Que les indices des uns et des autres conduisent à une appréciation différente de la hausse des prix n’est pas un problème en soi : ils ne mesurent pas la même chose, il est donc normal que les résultats ne soient pas les mêmes. Là où le bât blesse, c’est que cela révèle un écart croissant entre la perception des changements dans la vie quotidienne et les statistiques officielles, qui sont censées fournir au débat démocratique une image acceptée par tous de la réalité de notre société.

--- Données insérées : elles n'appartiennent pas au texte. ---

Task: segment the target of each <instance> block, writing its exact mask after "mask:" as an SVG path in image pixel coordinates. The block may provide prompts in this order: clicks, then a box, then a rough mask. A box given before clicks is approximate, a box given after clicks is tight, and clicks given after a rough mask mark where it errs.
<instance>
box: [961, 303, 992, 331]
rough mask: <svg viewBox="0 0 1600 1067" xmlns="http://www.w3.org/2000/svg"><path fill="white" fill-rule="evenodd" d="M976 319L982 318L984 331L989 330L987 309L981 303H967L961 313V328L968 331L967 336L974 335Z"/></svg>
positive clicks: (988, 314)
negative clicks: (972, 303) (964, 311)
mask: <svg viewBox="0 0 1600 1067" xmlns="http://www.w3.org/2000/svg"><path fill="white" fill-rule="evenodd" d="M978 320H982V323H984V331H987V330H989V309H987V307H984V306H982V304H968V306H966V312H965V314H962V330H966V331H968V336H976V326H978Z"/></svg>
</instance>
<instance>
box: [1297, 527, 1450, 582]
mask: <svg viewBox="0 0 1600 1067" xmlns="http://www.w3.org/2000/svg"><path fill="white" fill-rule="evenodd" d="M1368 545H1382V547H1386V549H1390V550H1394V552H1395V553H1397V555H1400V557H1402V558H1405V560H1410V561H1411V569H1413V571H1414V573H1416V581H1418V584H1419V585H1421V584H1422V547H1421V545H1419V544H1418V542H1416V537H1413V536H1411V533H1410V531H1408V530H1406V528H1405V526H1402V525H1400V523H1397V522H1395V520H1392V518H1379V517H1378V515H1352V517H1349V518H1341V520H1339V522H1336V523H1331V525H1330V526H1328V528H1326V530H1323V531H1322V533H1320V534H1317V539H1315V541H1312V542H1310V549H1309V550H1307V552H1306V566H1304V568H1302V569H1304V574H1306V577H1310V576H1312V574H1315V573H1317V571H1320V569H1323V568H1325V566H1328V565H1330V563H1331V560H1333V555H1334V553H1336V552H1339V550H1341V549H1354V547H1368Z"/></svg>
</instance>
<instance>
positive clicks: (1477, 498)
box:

La polémique récurrente autour de la progression du pouvoir d’achat est le signe d’une disparité croissante entre les Français. L’image d’une France où des " classes moyennes " relativement homogènes en termes de revenus et de modes de vie rassembleraient la grande majorité des ménages ne fonctionne plus, si elle a jamais fonctionné. En fait, on constate une inégalité croissante des situations qui fait qu’un grand nombre de ménages ne se reconnaissent plus dans les statistiques censées rendre compte des réalités vécues au quotidien.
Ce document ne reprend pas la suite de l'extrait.